علی اکبر رمضانیان

Many structures, such as dams, bridges and hydraulic structures, suffer deterioration induced by the alkali-aggregate reaction (AAR), which impairs the durability and safety of installations. ASR is an internal chemical reaction between certain forms of siliceous aggregates and alkaline pore solution in concrete. The result is a more or less crystallised silico-alkaline product which can exert pressure on the surrounding matrix. ASR induces concrete expansion and generally leads to loss of strength and cracking. The structural behaviour of concrete which has been effected by the alkali-silica reaction (ASR) is difficult to model due to various random parameters that govern this chemical process.
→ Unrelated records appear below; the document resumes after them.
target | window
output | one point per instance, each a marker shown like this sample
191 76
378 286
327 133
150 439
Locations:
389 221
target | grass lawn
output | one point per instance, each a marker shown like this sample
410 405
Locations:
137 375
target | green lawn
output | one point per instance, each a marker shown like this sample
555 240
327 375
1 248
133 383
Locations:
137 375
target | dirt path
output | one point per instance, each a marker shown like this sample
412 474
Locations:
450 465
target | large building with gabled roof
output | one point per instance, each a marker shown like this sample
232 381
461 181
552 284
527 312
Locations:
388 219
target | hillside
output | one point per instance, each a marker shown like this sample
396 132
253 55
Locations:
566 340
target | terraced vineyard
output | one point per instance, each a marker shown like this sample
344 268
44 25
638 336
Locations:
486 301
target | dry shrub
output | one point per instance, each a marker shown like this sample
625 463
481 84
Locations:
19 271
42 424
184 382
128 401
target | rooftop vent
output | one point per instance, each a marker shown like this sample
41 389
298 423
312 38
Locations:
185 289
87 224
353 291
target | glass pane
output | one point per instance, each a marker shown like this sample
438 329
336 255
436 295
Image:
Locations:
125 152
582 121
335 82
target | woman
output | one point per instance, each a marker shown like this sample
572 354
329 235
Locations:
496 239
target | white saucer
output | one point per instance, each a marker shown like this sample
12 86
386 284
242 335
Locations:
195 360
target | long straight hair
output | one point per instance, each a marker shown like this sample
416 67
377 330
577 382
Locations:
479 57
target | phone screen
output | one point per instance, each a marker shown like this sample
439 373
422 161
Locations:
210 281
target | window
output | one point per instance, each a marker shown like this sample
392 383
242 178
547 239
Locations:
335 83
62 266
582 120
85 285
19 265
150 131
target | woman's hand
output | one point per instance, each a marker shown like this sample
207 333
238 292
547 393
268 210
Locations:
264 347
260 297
The aim of this paper is to investigate the effect of ASR on the behaviour of reinforced concrete beams using three an experimental model, conventional structural analysis and the finite element method. For this purpose, 100 x 150 x 1100-mm concrete beams were built in the laboratory and reinforced with different ratios of compression and tension bars. Then ASR and creep strains were modelled by reducing the elastic modulus of the concrete and applying an equivalent tension force. For the purposes of verifying the numerical methods involved, fourteen beams were conditioned in a suitable environment using similar dimensions and loading systems. Experimental results on reactive concrete samples were simulated so as to test whether the model was capable of describing the behaviour of affected reinforced concrete beams under service loads. The comparison revealed that the finite element model had good compatibility with the acquired test results.